Warm weather can provide the perfect conditions to hit the beach, lounge by the pool or just spend time outside. But you have to stay hydrated to enjoy any of those activities. Your body loses more fluids in the summer, meaning it easier to become parched and even more crucial to sip on that H2O.
But just how much water should you be consuming? And are there any other ways you can get it? We consulted experts to find out what you need to know about staying healthy and hydrated in the heat.
How Much You Need
Your water needs vary depending on your weight and body type, said Lauren Minchen, a registered dietician and nutritionist at Lauren Minchen Nutrition in New York.
“The exact amounts [of water] vary person to person, but 2 to 4 liters for active adults is a general target range to aim for to stay adequately hydrated, and your needs may vary in that range with changing outdoor temperatures,” Minchen said. (For reference, that’s about 68 ounces to 135 ounces.)
However, she said, your water intake will most likely be higher due if you exercise regularly because your muscles require more water to function properly and maintain mass.
“It is important to replenish the water we lose when we sweat to prevent dehydration,” Shapiro said. “One of the best ways to accomplish this is to drink water throughout the day and before you actually feel thirsty.”
Shapiro recommends drinking half of your body weight in ounces of water. So if you weigh 180 pounds, you need to drink 90 ounces, or about 3 liters, of water daily. The Mayo Clinic also recommends drinking 2.7 liters of water a day for women and 3.7 liters for men.
Signs You’re Parched
The color of your urine can tell you if you need to drink more water. Shapiro and Minchen both said your urine should be close to the shade of lemonade, and that you should drink more water if it’s any darker.
Fatigue, dry skin, muscle cramping, constipation and dizziness are also indicators of dehydration.

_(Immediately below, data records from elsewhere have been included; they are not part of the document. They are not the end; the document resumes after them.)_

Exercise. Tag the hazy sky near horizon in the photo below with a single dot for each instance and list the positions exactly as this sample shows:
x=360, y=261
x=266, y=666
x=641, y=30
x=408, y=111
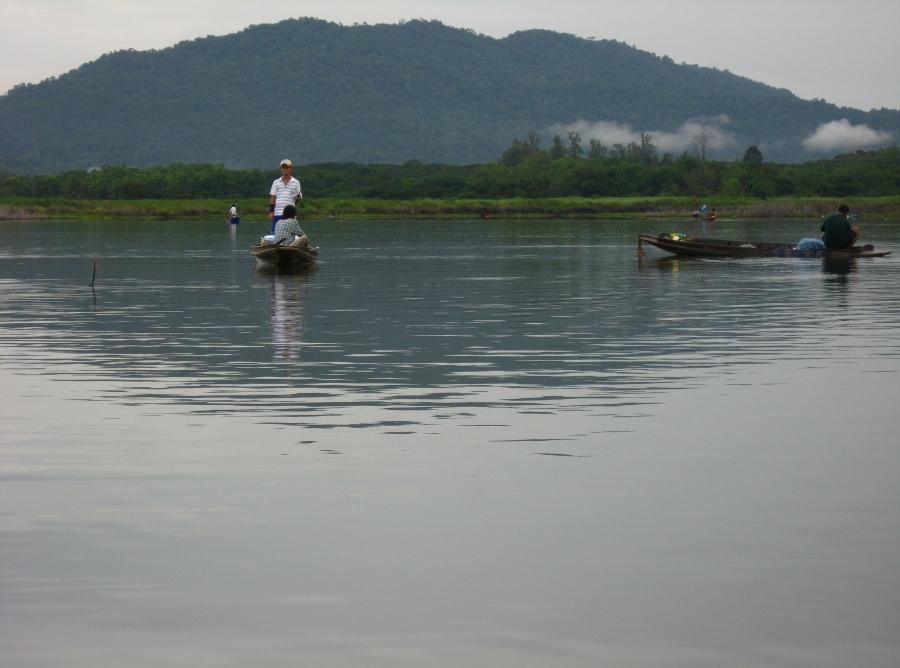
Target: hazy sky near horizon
x=845, y=51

Your age can also impact your hydration levels and how easily you become H2O deprived. We notice our thirst less as we get older, said Andrea Moss, a holistic nutrition coach and founder of Moss Wellness.
“Our thirst mechanism gets weaker with age, so getting in a habit of sipping water throughout the day, at every age, is a great idea to be sure we’re staying optimally hydrated,” Moss said.
Have Your Water And Eat It, Too
Eating foods that have a high water content can also help your hydration levels.
“Eating fruits and vegetables can contribute majorly to healthy hydration,“
Shapiro said. “In the summer, watermelon is a great source for hydration, as it contains water.”
Eating cucumbers, celery, broccoli and spinach will also help get the job done.
“In addition, broth-based soup can help you hydrate, or have some gazpacho,” Shapiro said. “Since it’s a chilled soup, it can help avoid unwanted sweating, and it’s filled with vegetables.”
There has been a lot of debate around adding electrolytes to water and drinking water with high pH levels, Minchen said. Electrolytes are minerals that help balance the amount of water in your body and your body’s pH level.
Minchen generally recommends that her clients keep it simple.
“Distilled, filtered, and spring water are all good options. A high-pH water is fine, as well as electrolyte waters,” she said, adding that neither high-pH water nor electrolyte waters will hurt you.
Shapiro said drinking water with electrolytes can be beneficial for you if you exercise frequently or sweat a lot.
And if you’re hooked on drinking sparkling water like La Croix, there’s (some) good news for you.
“Seltzer can be OK, but shouldn’t replace water,” Moss said. “Flavored soda water is so popular right now, and it’s definitely a healthier choice than sugary beverages. I recommend sticking to around one glass of seltzer per day and getting your hydration needs met through water, in addition to high-quality broths, teas, fruits and vegetables.”
So although you may have to run to your nearest bathroom more often than usual, imbibing water on hot days is worth it. Stay cool and drink up.